その間にダイチさんの部屋に置きっぱなしだったリュックを取りに行き、その中からMIXナッツの小袋を取り出す。コレにはレーズンも入っていて酒のツマミに最高なんだって・・誰か?が言ってたような?誰だっけ・・・?
少し物思いにふけりそうになった時、
『パアン!・・ポポポン!パパン!』
給湯室から何かの破裂音が聞こえた。
(レンジ!!!)
僕は急いで給湯室に向かう。
すぐに何が起きたか理解した僕はタイマーの取り消しボタンを押した、レンジは止まったがまだ軽い破裂音は聞こえている。
(まただ、また失敗した最悪だぁ・・・)
もう泣きそうである。しかし泣いてる場合では無い。
破裂音はカボチャの【種】だ。
そうだった外殻の硬い種は特にレンジで温まると破裂しやすくこうなるとある程度まで冷えるのを待つしか無い。
今回はウッカリしてたが電子レンジに入れたら危ない物は意外と多い。卵やアルミホイルは有名だけど金箔や銀箔の付いた皿なんかも火花が出て危ないらしい。
今回のコレは原理としてはポップコーンや銀杏と同じ現象で火花は出ない。とにかくある程度冷えたら大丈夫!そう自分に言い聞かせた。
カボチャは取り出さないまま冷まるのを待つことにして、他の作業にかかる。
さっき持ってきたMIXナッツを紙皿に出してレーズンだけを取り出し。ナッツはビニール袋に入れ包丁を寝かせ上から潰すようにして粗く砕いておく。

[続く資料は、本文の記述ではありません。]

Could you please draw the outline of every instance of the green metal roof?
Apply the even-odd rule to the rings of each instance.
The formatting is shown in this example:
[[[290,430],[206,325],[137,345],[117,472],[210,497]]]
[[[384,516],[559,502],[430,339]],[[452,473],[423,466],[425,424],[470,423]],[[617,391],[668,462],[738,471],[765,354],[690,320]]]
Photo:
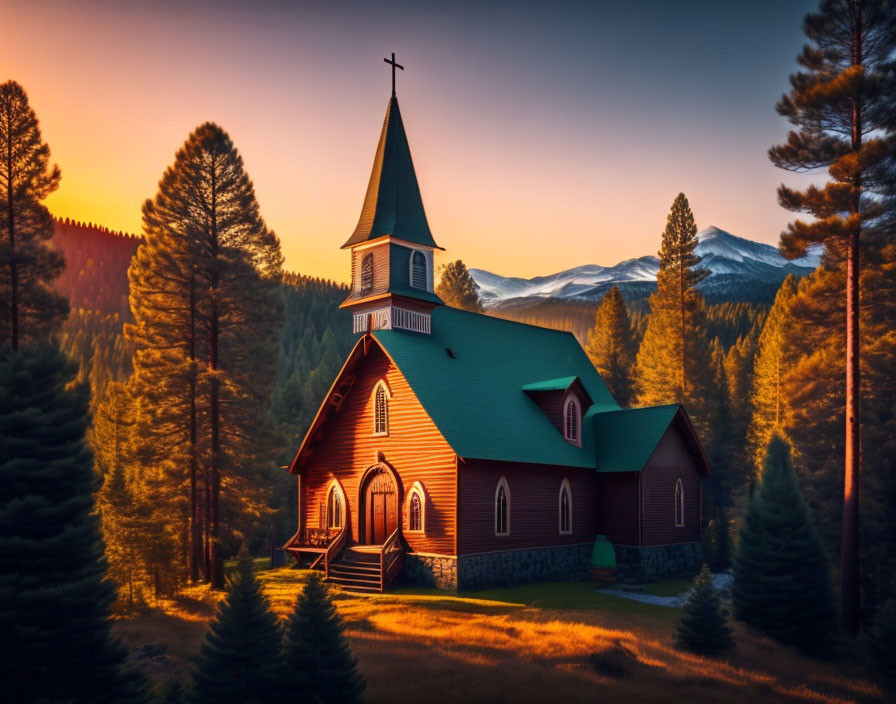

ピーマンは一度縦に切り種とヘタを取る。ちょっとサイズが大きい上に肉厚なので縦に細切りにするかと考えていると
「たっっっだいまぁーっっ!!」
ダイチさんが帰ってきた、やけにテンションが高い。
「あ、お帰りなさい・・・って、荷物多くないですか?!」
買い物袋の他に何やら大きな袋と箱を担いで帰ってきた。その中身は米と炊飯器だった。『主食になるもの』とは言ったけどもパックご飯とかのつもりでしたよ?
それに何合炊きですか?ってか、何合食べる気ですか?!
鼻歌交じりに炊飯器を取り出すダイチさんその炊飯器にはデカデカと【1升炊き】のシールが貼られていた。
「俺がやりたい!炊いてみたい!!」
「えっと、炊いた事は?」
「無い!!」
はい、僕が教える事になりますよね、はい、分かります。ちょっと面倒くさいとか思ったけどちゃんと教えましたよ・・・。
給湯室は狭いし炊飯器の置き場所は無かったので研いで目盛まで水を入れてから休憩室のテーブルで炊く事にした。ダイチさんは何が嬉しいのかニコニコと終始ご機嫌でそれに張り付いている。
僕はその間に料理の続きをすることにした。
コメを研いだりしてるうちに丁度良い温度になったカボチャを取り出してナスの入った袋に合わせ調味料(水、砂糖、醤油、にんにくチューブ、七味)を入れて袋の口を軽く絞るようにしてからその口を上に向けレンジで5分ほど加熱。様子見して更に1分ほど加熱しごま油を少し垂らして馴染ませ放置しておく。
カボチャは4等分に切り分け種とワタを取り、その4分の1をビニール袋に入れ皮ごと粗く潰し、そこに砂糖、塩コショウ、マヨネーズ、牛乳少しを加え固さと味を調節しレーズンを入れ軽く混ぜる。それを紙皿に絞り出して上に砕いたナッツをトッピングした。
カボチャの残りは袋に入れて冷蔵庫に入れておく。
後はピーマンの千切りと豚肉を切ったものを中華鍋でマヨネーズ炒めにし、溶き卵を加え塩コショウして出来上がり。
後は馴染ませておいたナスも皿に盛り付ければ完成だ。
丁度ご飯も炊きあがりドンブリ椀を3人分ちゃっかり用意していたダイチさんがあまりにも準備万端な為、早目の夕食となった。(スギさんもいつの間にか起きてた)
ちなみに1升炊いたはずの白ご飯は殆ど残りませんでした。